I'm using Amazon S3 for storage of files in my Silverlight 4 application. Because of the file restrictions associated with the REST API and S3 (files have to be < 1mb for REST), I'm trying to get the SOAP calls to work.

I followed the tutorial written by Tim here http://timheuer.com/blog/archive/2008/07/05/access-amazon-s3-services-with-silverlight-2.aspx

minus the parts about CNAME's since he updated and said it was bad to do that for security, but kept having issues connecting till it just magically started working this morning and I was able to get a list of all my buckets! So I thought it was fixed, until a few minutes ago when I restarted Chrome and then tried the application again, and it no longer connected to the SOAP endpoint and VS gave me the cross-domain error.
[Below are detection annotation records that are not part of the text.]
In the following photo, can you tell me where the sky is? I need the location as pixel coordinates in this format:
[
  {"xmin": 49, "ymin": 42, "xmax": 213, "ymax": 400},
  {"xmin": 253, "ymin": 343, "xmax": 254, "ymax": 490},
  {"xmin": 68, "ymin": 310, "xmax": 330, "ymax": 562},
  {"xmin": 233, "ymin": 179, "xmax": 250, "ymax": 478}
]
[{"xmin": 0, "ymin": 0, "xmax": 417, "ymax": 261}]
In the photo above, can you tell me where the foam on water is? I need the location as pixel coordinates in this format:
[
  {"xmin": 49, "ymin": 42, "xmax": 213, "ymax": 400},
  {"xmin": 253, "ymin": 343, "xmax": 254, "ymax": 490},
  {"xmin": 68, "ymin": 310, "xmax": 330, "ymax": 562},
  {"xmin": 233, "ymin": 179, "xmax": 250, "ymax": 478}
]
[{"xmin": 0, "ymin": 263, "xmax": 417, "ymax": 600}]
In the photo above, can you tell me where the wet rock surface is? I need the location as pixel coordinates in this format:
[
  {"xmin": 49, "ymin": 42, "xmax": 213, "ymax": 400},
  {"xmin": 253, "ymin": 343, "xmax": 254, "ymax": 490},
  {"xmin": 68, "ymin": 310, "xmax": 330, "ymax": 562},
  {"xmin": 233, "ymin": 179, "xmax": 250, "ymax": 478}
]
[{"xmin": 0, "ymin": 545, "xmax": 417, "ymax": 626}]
However, I thought about all the stuff I had done earlier to get it working, and the only thing I could think of was that I had a tab open with the clientaccesspolicy.xml file open via bucket.s3.amazonaws.com/clientaccesspolicy.xml. So I tried opening it up again in a new tab, opened my application in another, and then the SOAP calls started working! It only works when the file is open in a tab!!! I've tried it in Firefox and IE as well, same thing!

I have Fiddler, and it doesn't seem to actually ever make a call to the clientaccesspolicy.xml, unless it's hidden inside one of the SSL calls which then there's no way to tell, but there's no straight out calls to .s3.amazonaws.com/clientaccesspolicy.xml going through Fiddler like some other questions on here said there would be.

Would really appreciate some help here guys, thanks.

Edit: Since someone will probably ask for it, this is the clientaccesspolicy.xml file I'm currently using. I know it's not the most secure, just trying to get this to work before I take the wildcards out

<access-policy>
    <cross-domain-access>
       <policy>
         <allow-from http-methods="*" http-request-headers="*">
            <domain uri="http://*"/>
            <domain uri="https://*"/>
         </allow-from>
         <grant-to>
            <resource path="/" include-subpaths="true"/>
         </grant-to>
        </policy>
    </cross-domain-access>
 </access-policy>

Edit 2: This appears to be an issue HTTPS. If I force my endpoint to be http, instead of the https required by Amazon, Fiddle does show SL accessing the clientaccesspolicy.xml file.

Était-ce utile?

La solution 2

So I figured it out.

The first problem, about why it would work if I opened it, was not because of a cookie being set (per say), but that accessing it that way over https made me accept the SSL security policy for amazon.

The second problem, I shouldn't have had to accept it. The SSL wildcard amazon uses, *.s3.amazonaws.com, doesn't match buckets that contain periods in them. So as I was following Tim's tutorial I made all my buckets like this

bucketname.domain.com

and when I tried to access it that way through SOAP (and subsequently https), it wasn't working because the wildcard wasn't being matched. Changed all my buckets to contain no buckets, and it worked.

Should also note that Tim's tutorial no longer works as he's using http and in June of this year Amazon forced SOAP calls over https, so http calls no longer work.

Autres conseils

When you open the clientaccesspolicy.xml file in another tab I'm guessing you are passing some credentials which allows you to access it. This sets a cookie which Silverlight can then use to access the clientaccesspolicy.xml file as well. When you close the browser you lose the cookie and thus the access to the file.